As some of the reviews seemed to insinuate, there was nothing that was quite an orgasmic knock-out, but every dish was simple and true.  And perhaps not every meal is supposed to be mind-blowing?  Granted, my dear mother could never cook food this good, but in a way Yunnan reminded me of a homey meal by the fire while a dusting of snow falls from the heavens.  I sipped my mild iced tea, adorned with a honey and mint syrup, and relished life.

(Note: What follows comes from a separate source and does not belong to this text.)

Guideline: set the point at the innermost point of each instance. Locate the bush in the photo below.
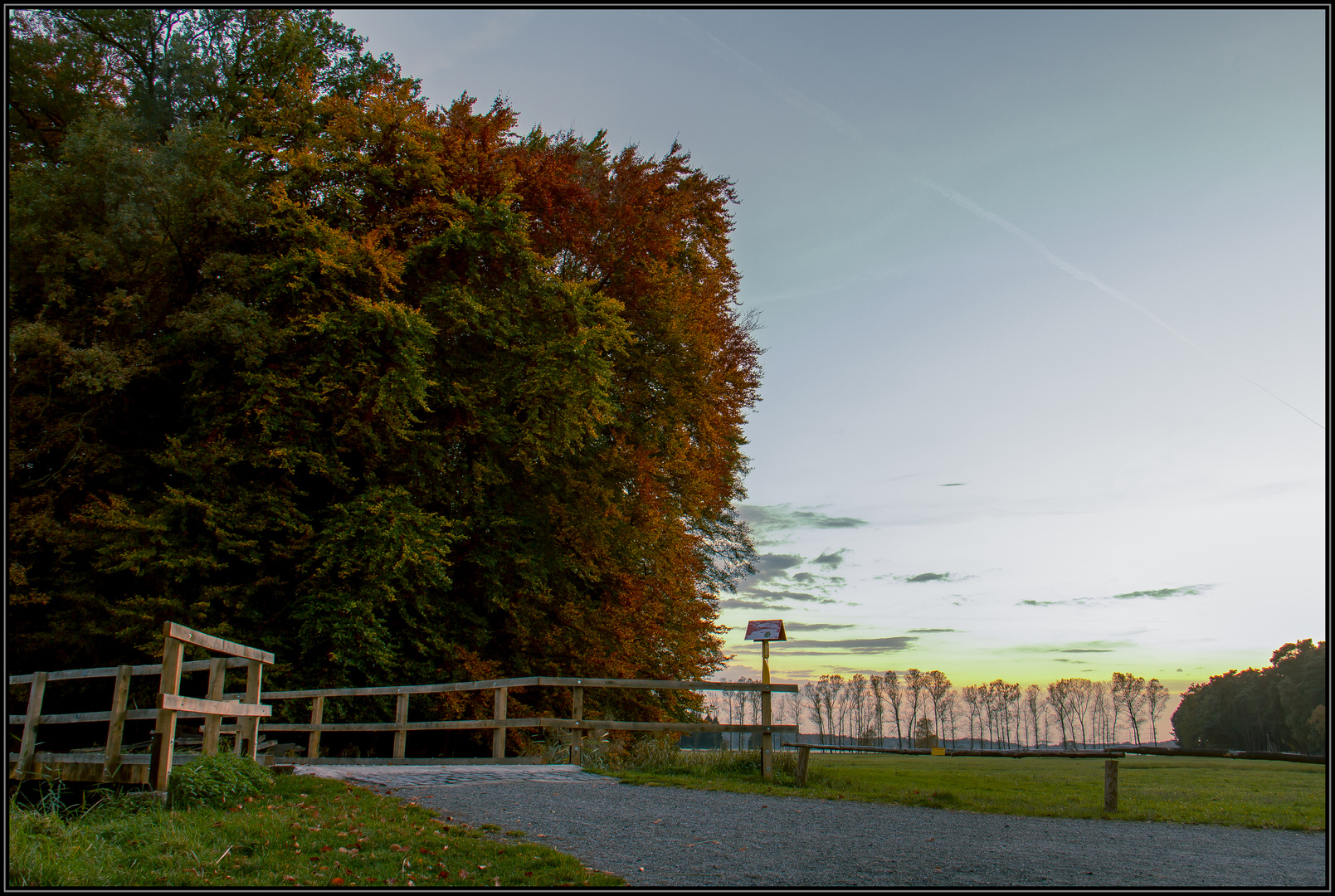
(217, 780)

The evening was not over, though.  My friends and I decided to find dessert, and I asked them to excuse me for just a moment while I retrieved Traveler.  I walked across the street, a cool breeze brushing past my face, a car driving by blocking the way, but then whizzing past to leave an unobstructed view of...nothing.  Traveler was gone, stolen.  I didn't scream, I didn't shout.  I told my friends what happened, and outrage poured from their mouths.  Perhaps we should contact the authorities! Perhaps we should walk the streets and find the thief!

I sighed and said Traveler was gone.  It was not for a lack of love, dear friends, that I resigned myself to his disappearance, but rather from a logical surmising of the available facts.  If there was a chance in god's green earth to get him back, I would have given my very life.  Yet it is not courage or proof of commitment to go on a wild goose chase, but rather pretension.  Indeed the man who risks life and limb for a lost cause does it more out of the need to prove his love, a love he unlikely possesses, anyway.

No, I walked home through the dark night knowing that I had loved, thinking of my last gaze at Traveler, the wisest and best bike I have ever known.